National Post (National Edition)

BRIDGE

- By Paul Thurston Feedback always welcome at tweedguy@gmail.com

An exercise in “Plan The Play” to go with your morning coffee.Hold the South cards and play four hearts after the opening lead of the spade five.

Since South can't use dummy's trump to ruff anything and ruffs in his own hand would add nothing to his trick count, many would launch an immediate campaign to “get the kiddies off the street”, likely by winning the spade Queen to lead the first round of trumps towards the closed hand.

And go down as a result! Doing a bit of counting,

South should see that he has four potential losers with room in his budget for only three: the red aces for sure and maybe a second heart and maybe the fourth round of spades.

To make the odds-on-action to reduce that possible four by one: win the spade lead in hand to try a low diamond towards dummy's King: if the ace sits with West, he can take the ace if he likes but the King will remain with the spade Queen providing access for a discard of the last small spade from the closed hand.

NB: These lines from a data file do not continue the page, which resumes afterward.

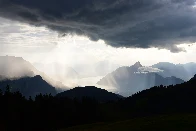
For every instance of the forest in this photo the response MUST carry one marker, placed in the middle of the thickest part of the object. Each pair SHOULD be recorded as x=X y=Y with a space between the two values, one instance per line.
x=51 y=113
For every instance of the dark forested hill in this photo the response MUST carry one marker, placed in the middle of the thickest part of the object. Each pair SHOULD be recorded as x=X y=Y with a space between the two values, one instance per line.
x=29 y=86
x=98 y=94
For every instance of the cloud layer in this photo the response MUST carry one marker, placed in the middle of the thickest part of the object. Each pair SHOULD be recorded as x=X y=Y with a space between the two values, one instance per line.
x=120 y=23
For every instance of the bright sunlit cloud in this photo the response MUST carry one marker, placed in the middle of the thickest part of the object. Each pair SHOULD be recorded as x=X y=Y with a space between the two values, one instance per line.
x=42 y=46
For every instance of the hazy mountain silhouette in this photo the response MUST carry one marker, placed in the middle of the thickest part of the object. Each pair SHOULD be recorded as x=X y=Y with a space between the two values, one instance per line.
x=58 y=71
x=98 y=94
x=129 y=80
x=29 y=86
x=12 y=67
x=182 y=71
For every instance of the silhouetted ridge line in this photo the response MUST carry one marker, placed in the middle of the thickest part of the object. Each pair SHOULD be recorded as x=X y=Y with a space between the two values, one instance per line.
x=98 y=94
x=29 y=86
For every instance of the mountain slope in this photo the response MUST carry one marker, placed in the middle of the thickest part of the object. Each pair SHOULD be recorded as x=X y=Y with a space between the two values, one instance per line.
x=29 y=86
x=16 y=67
x=91 y=92
x=182 y=71
x=129 y=80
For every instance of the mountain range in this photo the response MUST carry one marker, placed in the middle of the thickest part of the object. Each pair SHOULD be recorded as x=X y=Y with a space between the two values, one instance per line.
x=182 y=71
x=129 y=80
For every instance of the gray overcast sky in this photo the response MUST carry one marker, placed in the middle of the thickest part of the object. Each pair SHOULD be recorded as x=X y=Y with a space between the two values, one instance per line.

When the trump suit proved intractabl­e in limiting losers, tricks to the red aces and the trump Jack still left ten winners for South.

A seemingly easy way to score up a game bonus except that in the online duplicate pairs game that the deal comes from, fully seven pairs out of the nine who played in four hearts went down, most often by winning the spade opening lead in dummy and going right after trumps.

Draw trumps too soon? Not soon enough? How did you do with this one?